A pretty interesting article in the Star Tribune about workplace discrimination against fat people.
Roehling has interviewed dozens of heavy people about their job-hunting experiences. One woman told him that she sat at a job interview and watched in horror as her interviewer wrote in big letters across the top of her résumé: “TOO FAT.”
Discrimination is especially acute in workplaces where a premium is placed on personal appearance, such as executive-level positions, sales, public relations and other areas where client contact is key, said Mary Story, a University of Minnesota professor who studies obesity.
In a 1990 study of several hundred people by University of Vermont professor Esther Rothblum, the heaviest were most likely to report they’d been denied benefits including health insurance because of their size. Many said they had been fired or threatened with dismissal for weight reasons.
Women suffer the greatest unfairness, she said. “They don’t have to weigh very much for employment discrimination to kick in.”
Rothblum once showed a set of identical résumés to a group of students. Half the résumés stated that the fictitious female job seeker was 120 pounds. The other half put her weight at 180 pounds. She asked the students to rate the woman’s professional competence and suggest her appropriate salary range.

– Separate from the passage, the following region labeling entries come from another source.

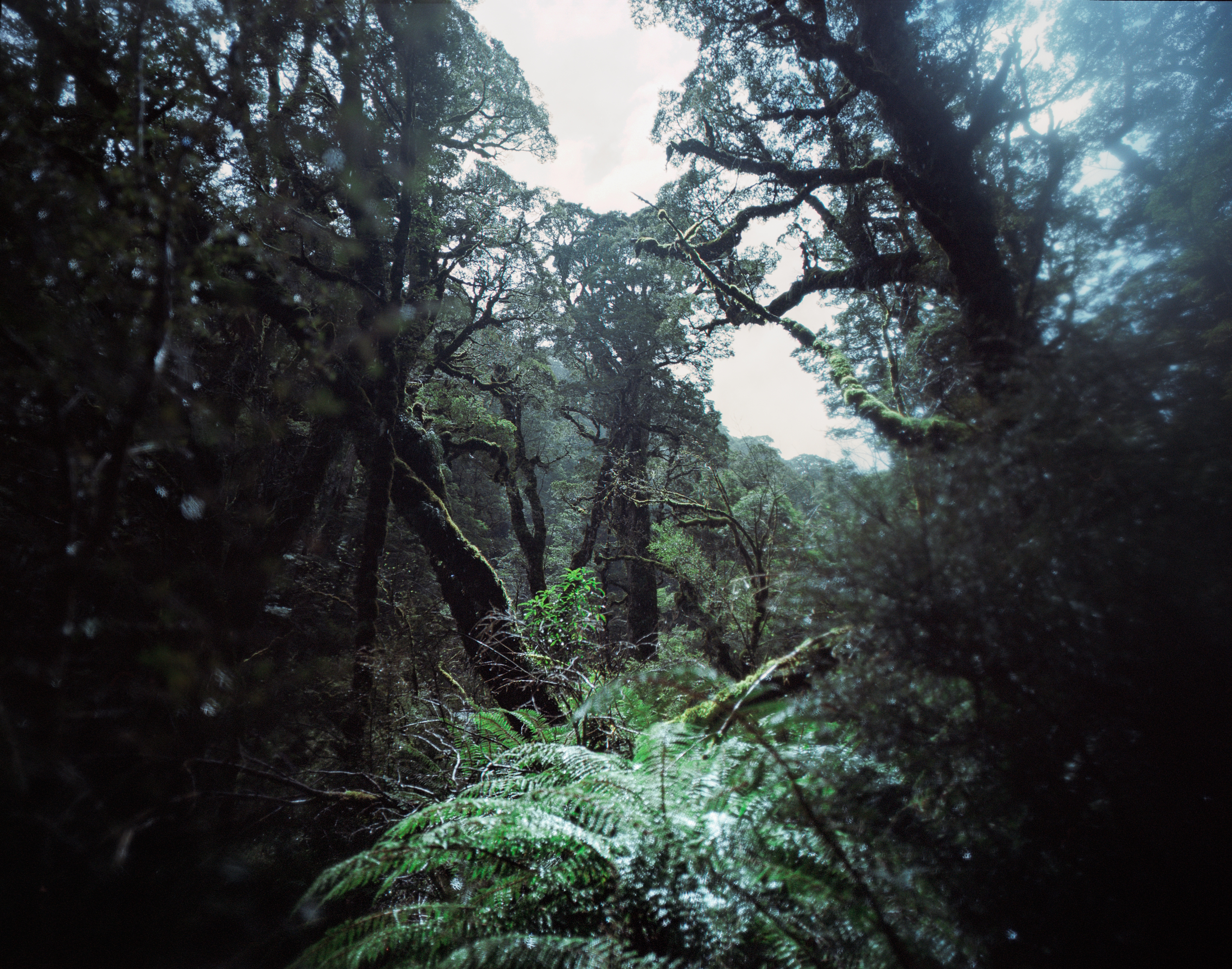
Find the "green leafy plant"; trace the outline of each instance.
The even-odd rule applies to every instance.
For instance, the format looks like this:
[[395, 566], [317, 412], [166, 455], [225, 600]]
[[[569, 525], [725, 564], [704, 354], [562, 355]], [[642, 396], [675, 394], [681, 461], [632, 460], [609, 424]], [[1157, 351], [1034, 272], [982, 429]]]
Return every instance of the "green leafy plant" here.
[[553, 660], [568, 657], [604, 628], [604, 593], [591, 568], [572, 568], [522, 603], [526, 637]]
[[780, 674], [806, 658], [724, 689], [726, 715], [711, 703], [658, 725], [632, 757], [562, 743], [509, 750], [457, 796], [320, 877], [313, 905], [361, 893], [377, 904], [296, 965], [970, 958], [925, 880], [832, 819], [845, 784], [890, 790], [901, 779], [849, 745], [818, 742], [812, 699], [781, 692]]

The 180-pound woman scored dramatically lower. “The amazing thing about that experiment,” Rothblum said, “is that, actually, 180 pounds is not that heavy. Imagine what larger people experience. I think fat people underestimate how much of their daily encounters are different because of their weight.”
The article also attempts to justify the discrimination by pointing to a RAND study which found that obese people spend more on health care than smokers or chronic drinkers, leading to higher health care costs of hiring obese workers. From what I can tell, the Rand study in question is pretty flawed.
- The study doesn’t account for ways in which obesity might be an effect of, rather than a cause of, chronic health conditions. Many health conditions can lead to large weight gains, either directly, as a side effect of medication, or through decreased exercise. It’s incorrect to count these instances as cases in which obesity causes disease, but that’s what the RAND study does.
- Due to massive discrimination against fat people, it wouldn’t surprise me if obese people were more likely to seek treatment for depression. But if so, the cause may be prejudice against fat people, and not fatness itself.
- Obese people are extremely likely to see doctors and take medications as part of weight-loss plans. This shouldn’t be counted as equivalent to the way smokers are more likely to need cancer treatments – but that’s what the RAND study does.